The network model is very similar to the hierarchical one; it is also based on the concept of parent/child relationship but removes the restriction of one child having one and only one parent. In the network database model a parent can have multiple children, and a child can have multiple parents. This structure could be visualized as several trees that share some branches. In network database jargon these relationships came to be known as sets.

In addition to the ability to handle a one-to-many relationship, the network database can handle many-to-many relationships.

Cross-References

One-to-one, one-to-many, and many-to-many relationships are explained in Chapter 2.

Also, data access did not have to begin with the root; instead one could traverse the database structure starting from any table and navigating a related table in any direction (Figure 1-3).

Figure 1-3: Network database example

In this example, to find out what products were sold to what customers we still would have to start with ORDER_HEADER and then proceed to CUSTOMER and PRODUCT — nothing new here. But things greatly improve for the scenario when customers place an order through more than one agent: no longer does one have to go through agents to list customers of the specific product, and no longer has one to start at the root in search of records.

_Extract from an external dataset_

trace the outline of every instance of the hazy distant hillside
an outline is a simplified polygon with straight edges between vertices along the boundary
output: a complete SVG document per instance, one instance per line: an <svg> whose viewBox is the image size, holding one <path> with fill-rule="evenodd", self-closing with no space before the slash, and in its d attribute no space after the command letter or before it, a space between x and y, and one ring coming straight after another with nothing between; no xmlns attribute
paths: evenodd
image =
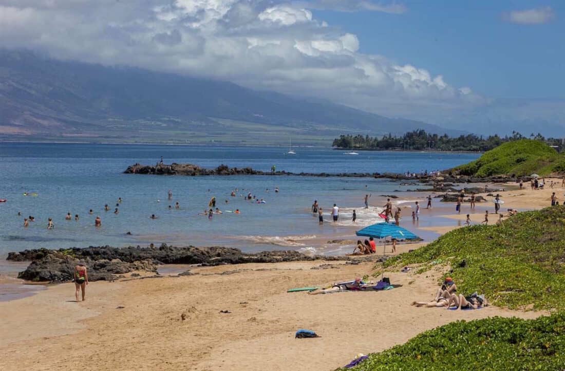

While providing several advantages, network databases share several problems with hierarchical databases. Both are very inflexible, and changes in the structure (for example, a new table to reflect changed business logic) require that the entire database be rebuilt; also, set relationships and record structures must be predefined.

The major disadvantage of both network and hierarchical database was that they are programmers' domains. To answer the simplest query, one had to create a program that navigated database structure and produced an output; unlike SQL this program was written in procedural, often proprietary, language and required a great deal of knowledge — of both database structure and underlying operating system. As a result, such programs were not portable and took enormous (by today's standards) amount of time to write.